Quando prima dicevo che questo movimento mi sembrava la conferma delle mie aspirazioni, non volevo negare il profondo influsso che esso a sua volta avrebbe esercitato sul mio successivo sviluppo teorico.
Compresi infatti che i conflitti che qui si rappresentavano ed esprimevano non si potevano definire «puri» conflitti di interesse. Questi movimenti mi mostrarono la necessità di differenziare interessi e bisogni; aveva così inizio l’intera teoria dei bisogni, grazie ai movimenti del 1968.
Il 1968 (fino all’agosto) fu veramente l’anno dell’ottimismo. Tutto era in movimento, all’Est come all’Ovest. Mi appariva una possibilità reale la prospettiva di un’Europa unitaria, la diffusione di un socialismo democratico. Come ho già detto, quest’ottimismo si fondava ancora una volta su illusioni: per me era quasi inconcepibile l’intervento sovietico in Cecoslovacchia. Davo per scontato che in tali circostanze internazionali la riforma economica appena lanciata in Ungheria fosse solo un inizio, che avrebbe portato a una trasformazione sociale del sistema.
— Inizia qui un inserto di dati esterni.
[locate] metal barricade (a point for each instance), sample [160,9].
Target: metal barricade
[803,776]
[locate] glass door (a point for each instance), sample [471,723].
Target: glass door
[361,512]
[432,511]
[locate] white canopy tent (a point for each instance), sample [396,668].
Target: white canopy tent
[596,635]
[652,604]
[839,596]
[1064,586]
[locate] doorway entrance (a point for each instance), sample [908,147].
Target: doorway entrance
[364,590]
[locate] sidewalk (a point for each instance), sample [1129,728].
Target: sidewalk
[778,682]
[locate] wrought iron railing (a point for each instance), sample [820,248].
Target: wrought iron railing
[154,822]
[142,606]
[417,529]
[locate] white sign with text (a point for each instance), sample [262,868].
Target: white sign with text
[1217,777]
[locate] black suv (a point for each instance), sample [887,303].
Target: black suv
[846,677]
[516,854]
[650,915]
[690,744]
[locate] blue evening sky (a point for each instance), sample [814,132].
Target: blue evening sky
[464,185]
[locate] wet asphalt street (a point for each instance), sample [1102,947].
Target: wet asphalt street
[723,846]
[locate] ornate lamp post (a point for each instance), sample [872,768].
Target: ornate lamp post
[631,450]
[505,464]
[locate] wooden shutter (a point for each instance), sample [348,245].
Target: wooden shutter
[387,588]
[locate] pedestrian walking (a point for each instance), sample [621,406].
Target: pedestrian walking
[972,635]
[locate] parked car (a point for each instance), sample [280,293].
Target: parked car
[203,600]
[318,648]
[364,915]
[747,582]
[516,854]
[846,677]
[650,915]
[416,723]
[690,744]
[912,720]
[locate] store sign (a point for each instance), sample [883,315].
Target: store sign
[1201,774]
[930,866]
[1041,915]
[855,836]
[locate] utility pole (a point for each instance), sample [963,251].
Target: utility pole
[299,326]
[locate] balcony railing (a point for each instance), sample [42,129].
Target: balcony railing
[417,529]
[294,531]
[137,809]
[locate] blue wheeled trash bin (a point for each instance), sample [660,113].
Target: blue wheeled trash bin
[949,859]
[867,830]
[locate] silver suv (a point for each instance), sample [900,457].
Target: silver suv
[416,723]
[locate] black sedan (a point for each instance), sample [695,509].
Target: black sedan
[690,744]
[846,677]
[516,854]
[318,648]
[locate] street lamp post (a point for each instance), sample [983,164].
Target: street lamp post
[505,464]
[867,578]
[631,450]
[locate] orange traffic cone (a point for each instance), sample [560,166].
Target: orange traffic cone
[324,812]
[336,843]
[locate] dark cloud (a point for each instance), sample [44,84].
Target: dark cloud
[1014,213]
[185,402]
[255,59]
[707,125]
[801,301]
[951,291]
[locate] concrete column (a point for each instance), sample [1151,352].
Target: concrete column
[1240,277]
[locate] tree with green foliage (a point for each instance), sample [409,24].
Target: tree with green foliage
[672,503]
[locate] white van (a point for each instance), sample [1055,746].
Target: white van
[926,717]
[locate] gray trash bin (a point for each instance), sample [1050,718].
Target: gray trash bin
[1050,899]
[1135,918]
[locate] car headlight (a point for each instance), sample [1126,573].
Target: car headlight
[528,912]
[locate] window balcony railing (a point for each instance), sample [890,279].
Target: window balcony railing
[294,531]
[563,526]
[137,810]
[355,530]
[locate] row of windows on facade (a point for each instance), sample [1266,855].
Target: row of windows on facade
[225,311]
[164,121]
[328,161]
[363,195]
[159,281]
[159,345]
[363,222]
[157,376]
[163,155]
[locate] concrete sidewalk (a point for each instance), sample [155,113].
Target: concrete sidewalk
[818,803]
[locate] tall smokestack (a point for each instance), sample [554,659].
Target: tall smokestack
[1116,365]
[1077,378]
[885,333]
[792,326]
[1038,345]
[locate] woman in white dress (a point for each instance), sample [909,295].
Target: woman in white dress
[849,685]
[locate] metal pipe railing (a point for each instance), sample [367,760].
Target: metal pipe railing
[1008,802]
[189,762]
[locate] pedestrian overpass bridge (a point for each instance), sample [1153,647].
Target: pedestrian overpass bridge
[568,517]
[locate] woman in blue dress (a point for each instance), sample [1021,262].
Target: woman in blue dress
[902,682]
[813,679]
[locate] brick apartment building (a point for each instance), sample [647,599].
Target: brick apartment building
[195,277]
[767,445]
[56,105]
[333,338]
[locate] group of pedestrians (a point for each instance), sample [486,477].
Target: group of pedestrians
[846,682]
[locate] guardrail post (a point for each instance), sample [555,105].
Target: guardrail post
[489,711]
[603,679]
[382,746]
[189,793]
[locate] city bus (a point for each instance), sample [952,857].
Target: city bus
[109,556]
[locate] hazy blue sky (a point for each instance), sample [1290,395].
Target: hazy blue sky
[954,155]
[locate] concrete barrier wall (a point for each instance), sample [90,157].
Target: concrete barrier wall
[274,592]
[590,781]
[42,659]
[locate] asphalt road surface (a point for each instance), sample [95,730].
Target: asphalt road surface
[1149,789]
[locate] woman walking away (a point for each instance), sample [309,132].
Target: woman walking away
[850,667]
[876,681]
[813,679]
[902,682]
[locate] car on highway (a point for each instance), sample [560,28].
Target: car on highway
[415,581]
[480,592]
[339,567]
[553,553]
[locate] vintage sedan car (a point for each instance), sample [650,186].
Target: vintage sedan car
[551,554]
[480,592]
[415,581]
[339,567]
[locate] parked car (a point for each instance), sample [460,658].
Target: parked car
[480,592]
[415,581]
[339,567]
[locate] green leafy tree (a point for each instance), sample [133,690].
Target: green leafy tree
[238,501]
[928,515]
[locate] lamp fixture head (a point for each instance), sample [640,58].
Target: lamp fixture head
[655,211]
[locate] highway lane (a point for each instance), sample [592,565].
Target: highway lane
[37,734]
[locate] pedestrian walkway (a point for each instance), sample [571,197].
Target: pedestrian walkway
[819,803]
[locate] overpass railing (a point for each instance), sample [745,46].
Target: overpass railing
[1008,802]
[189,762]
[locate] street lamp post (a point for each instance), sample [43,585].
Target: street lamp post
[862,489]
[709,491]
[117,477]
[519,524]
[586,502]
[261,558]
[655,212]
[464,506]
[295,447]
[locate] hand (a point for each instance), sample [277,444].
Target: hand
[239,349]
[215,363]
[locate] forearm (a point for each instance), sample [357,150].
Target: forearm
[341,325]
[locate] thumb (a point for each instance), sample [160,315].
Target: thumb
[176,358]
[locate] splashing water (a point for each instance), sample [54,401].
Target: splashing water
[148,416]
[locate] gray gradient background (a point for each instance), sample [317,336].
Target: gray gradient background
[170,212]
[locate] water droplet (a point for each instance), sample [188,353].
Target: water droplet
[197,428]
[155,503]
L’agosto 1968 segnò la fine delle nostre illusioni e aspirazioni riformistiche, benché in Ungheria non si notassero reazioni violente all’avvenimento. Neppure la stampa subì immediatamente delle censure. I giovani di oggi si stupiscono leggendo le riviste di allora: era ancora permesso tutto ciò che in seguito non lo sarebbe mai più stato, neppure dopo il 1975. Anche la repressione contro di noi fu relativamente mite. A causa della protesta contro l’intervento i nostri passaporti furono confiscati per un anno (nel mio caso per due). Hegedűs fu licenziato dal posto di direttore dell’Istituto di sociologia. Contemporaneamente fu licenziato dal posto di direttore dell’Istituto di filosofia anche Jozsef Szigéti, agente diretto dell’Unione Sovietica, la cui posizione e attività «filosofica» da anni consisteva nella delazione. In Ungheria si ritornò alla mano forte soltanto nel 1972.